Just to prove how open I am, I’ve chosen an analogy to the Boston Red Sox (gulp) as our comment of the week.

There were plenty of great choices this week, as the site really bubbled with some great commentary on issues such as public libraries and Erie’s mindset.

But I’m singling out a comment from Michael because it illustrates rather colorfully an issue I’ve been pushing quite a bit lately. Here it is:

Erie is like the Red Sox. The Red Sox kept failing to win the World Series for 86 years, and the fans seemed to almost revel in their losing. I think the population of Erie is similar. They’ve accepted the “same old” that happens, almost expecting it, and gripe about it constantly.

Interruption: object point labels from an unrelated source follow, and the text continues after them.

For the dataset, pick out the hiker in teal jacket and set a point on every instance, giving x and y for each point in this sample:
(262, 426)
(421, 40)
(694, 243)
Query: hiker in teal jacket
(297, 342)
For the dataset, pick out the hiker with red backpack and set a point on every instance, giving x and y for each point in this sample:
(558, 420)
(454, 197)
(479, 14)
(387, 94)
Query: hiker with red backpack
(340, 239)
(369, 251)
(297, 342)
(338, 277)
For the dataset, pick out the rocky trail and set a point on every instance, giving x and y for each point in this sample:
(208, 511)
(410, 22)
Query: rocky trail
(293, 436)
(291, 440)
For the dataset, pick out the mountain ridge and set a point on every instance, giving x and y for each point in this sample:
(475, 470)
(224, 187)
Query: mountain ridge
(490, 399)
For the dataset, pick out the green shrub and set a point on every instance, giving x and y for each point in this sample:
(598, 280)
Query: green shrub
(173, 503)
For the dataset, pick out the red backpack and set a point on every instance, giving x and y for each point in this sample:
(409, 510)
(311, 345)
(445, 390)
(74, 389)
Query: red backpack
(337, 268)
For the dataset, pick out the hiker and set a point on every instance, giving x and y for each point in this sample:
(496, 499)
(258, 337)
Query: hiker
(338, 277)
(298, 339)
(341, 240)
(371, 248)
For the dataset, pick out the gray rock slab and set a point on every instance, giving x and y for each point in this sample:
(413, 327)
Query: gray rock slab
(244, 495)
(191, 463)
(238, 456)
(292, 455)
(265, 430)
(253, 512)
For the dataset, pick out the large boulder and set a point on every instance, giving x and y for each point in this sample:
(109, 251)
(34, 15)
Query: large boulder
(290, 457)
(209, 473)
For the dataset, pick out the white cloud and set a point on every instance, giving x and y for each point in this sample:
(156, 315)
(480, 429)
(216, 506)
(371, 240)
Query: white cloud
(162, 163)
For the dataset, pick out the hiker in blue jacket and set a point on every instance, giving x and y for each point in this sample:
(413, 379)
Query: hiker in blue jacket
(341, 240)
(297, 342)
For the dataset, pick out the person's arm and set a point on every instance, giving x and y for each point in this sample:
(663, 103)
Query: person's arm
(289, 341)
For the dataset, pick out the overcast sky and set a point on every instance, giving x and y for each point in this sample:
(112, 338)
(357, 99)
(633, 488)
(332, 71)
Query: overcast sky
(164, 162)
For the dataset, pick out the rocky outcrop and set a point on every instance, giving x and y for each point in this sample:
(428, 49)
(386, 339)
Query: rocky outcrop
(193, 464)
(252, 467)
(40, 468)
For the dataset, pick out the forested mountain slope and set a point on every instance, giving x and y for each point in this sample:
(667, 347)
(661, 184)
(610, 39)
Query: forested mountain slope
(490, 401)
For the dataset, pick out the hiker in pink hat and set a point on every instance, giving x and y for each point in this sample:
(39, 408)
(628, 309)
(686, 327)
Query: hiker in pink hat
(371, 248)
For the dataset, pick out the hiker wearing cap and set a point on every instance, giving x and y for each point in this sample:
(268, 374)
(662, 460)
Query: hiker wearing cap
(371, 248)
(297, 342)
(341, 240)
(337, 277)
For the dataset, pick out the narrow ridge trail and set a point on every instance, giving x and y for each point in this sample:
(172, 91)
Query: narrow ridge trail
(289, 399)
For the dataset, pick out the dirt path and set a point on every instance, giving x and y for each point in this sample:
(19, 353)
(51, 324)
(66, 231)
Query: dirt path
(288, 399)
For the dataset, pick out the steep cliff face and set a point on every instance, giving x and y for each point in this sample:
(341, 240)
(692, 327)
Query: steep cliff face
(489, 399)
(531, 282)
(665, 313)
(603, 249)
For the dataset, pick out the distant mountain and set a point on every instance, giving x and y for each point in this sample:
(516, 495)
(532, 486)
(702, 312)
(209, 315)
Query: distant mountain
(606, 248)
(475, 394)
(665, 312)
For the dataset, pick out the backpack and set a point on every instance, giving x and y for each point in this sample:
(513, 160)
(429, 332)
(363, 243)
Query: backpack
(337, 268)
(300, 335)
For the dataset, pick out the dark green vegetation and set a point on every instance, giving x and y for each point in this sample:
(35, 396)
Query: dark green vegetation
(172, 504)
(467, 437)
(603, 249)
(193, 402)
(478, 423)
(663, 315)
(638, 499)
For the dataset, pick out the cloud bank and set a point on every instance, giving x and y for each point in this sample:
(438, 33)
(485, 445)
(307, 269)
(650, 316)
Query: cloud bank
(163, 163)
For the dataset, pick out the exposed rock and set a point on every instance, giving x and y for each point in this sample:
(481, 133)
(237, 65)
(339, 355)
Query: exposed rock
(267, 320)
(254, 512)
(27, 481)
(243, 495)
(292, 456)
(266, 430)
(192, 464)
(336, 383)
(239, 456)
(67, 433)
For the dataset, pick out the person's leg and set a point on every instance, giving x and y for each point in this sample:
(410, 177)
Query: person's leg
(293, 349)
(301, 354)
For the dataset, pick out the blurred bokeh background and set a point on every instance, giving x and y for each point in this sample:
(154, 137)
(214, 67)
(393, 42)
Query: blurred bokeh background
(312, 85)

And as the other posters said, the local government is part of this. The Red Sox for years used the same formula of having a offensive fixture in left field (See Williams, Yaz, Rice, Manny) around a good lineup and then skimping on speed, defense, or relief pitching- this was the Red Sox for years. They were even the last team to have a black player — they stuck to their old ways and lost for most of the 50’s and 60’s rather than embrace the change that every other team in the league had,

The Red Sox finally realized a few years ago that maybe they should embrace the things they needed, an abandon the way they ran their franchise for years. They brought in Theo Epstein, a twenty-something who had been a Yale law student, as their GM. They brought in statistics guru Bill James. They put more of a focus on defense and speed. It has paid off with two World Series Championships. They spent all that time focusing on the big bad Yankees, but the Yankees never held them back. They did. They never changed and seemingly expected to lose in the end, and that’s what always happened for 86 years.

Erie has the same problem as the old Red Sox. Leaders that all seem to be cut from the same mold. The same ideas. The public accepting the same ideas. Not embracing the changing times. The bad attitude filtering everywhere.

Erie can change, but the “old ways” need to be abandoned and change needs to be embraced- change in our leaders and change in our attitude.

Einstein once said, “The definition of insanity is doing the same thing over and over again and expecting different results.”